Now they drifted through the lake, swimming or clinging to each other in silence, and after Willem got out, Jude did as well, heaving himself onto the deck with his arms, and they sat there for a while in the soft summer air, both of them naked, both of them staring at the tapered ends of Jude’s legs. It was the first time he had seen Jude naked in months, and he hadn’t known what to say, and in the end had simply put his arm around him and pulled him close, and that had (he thought) been the right thing to say after all.

He was still frightened, intermittently. In September, a few weeks before he left for his first project in more than a year, Jude had woken again with a fever, and this time, he didn’t ask Willem not to call Andy, and Willem didn’t ask him for permission to do so. They had gone directly to Andy’s office, and Andy had ordered X-rays, blood work, everything, and they had waited there, each of them lying on the bed in a different examining room, until the radiologist had called and said that there was no sign of any bone infection, and the lab had called and said that there was nothing wrong.

“Rhinopharyngitis,” Andy had said to them, smiling. “The common cold.” But he had rested his hand on the back of Jude’s head, and they had all been relieved. How fast, how distressingly fast, had their instinct for fear been reawakened, the fear itself a virus that lay dormant but that they would never be able to permanently dispel. Joyfulness, abandon: they had had to relearn those, they had had to re-earn them. But they would never have to relearn fear; it would live within the three of them, a shared disease, a shimmery strand that had woven itself through their DNA.

And so off he went to Spain, to Galicia, to film. For as long as he had known him, Jude had wanted to someday walk the Camino de Santiago, the medieval pilgrimage route that ended in Galicia. “We’ll start at the Aspe Pass in the Pyrenees,” Jude had said (this was before either of them had ever even been to France), “and we’ll walk west. It’ll take weeks! Every night we’ll stay in these communal pilgrim hostels I’ve read about and we’ll survive on black bread with caraway seeds and yogurt and cucumbers.”

“I don’t know,” he said, although back then he had thought less of Jude’s limitations—he was too young at the time, they both were, to truly believe that Jude might have limitations—and more of himself. “That sounds kind of exhausting, Judy.”

“Then I’ll carry you,” Jude had said promptly, and Willem had smiled. “Or we’ll get a donkey, and he’ll carry you. But really, Willem, the point is to walk the road, not ride it.”

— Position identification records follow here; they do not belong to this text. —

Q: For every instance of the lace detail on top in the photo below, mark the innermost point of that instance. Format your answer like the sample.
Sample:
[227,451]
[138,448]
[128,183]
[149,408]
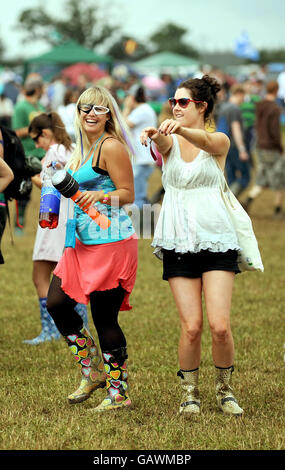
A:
[193,216]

As they grew older, as it became clearer and clearer that this dream of Jude’s would forever remain simply that, their fantasies of the Camino became more elaborate. “Here’s the pitch,” Jude would say. “Four strangers—a Chinese Daoist nun coming to terms with her sexuality; a recently released British convict who writes poetry; a Kazakhstani former arms dealer grieving his wife’s death; and a handsome and sensitive but troubled American college dropout—that’s you, Willem—meet along the Camino and develop friendships of a lifetime. You’ll shoot in real time, so the shoot will only last as long as the walk does. And you’ll have to walk the entire time.”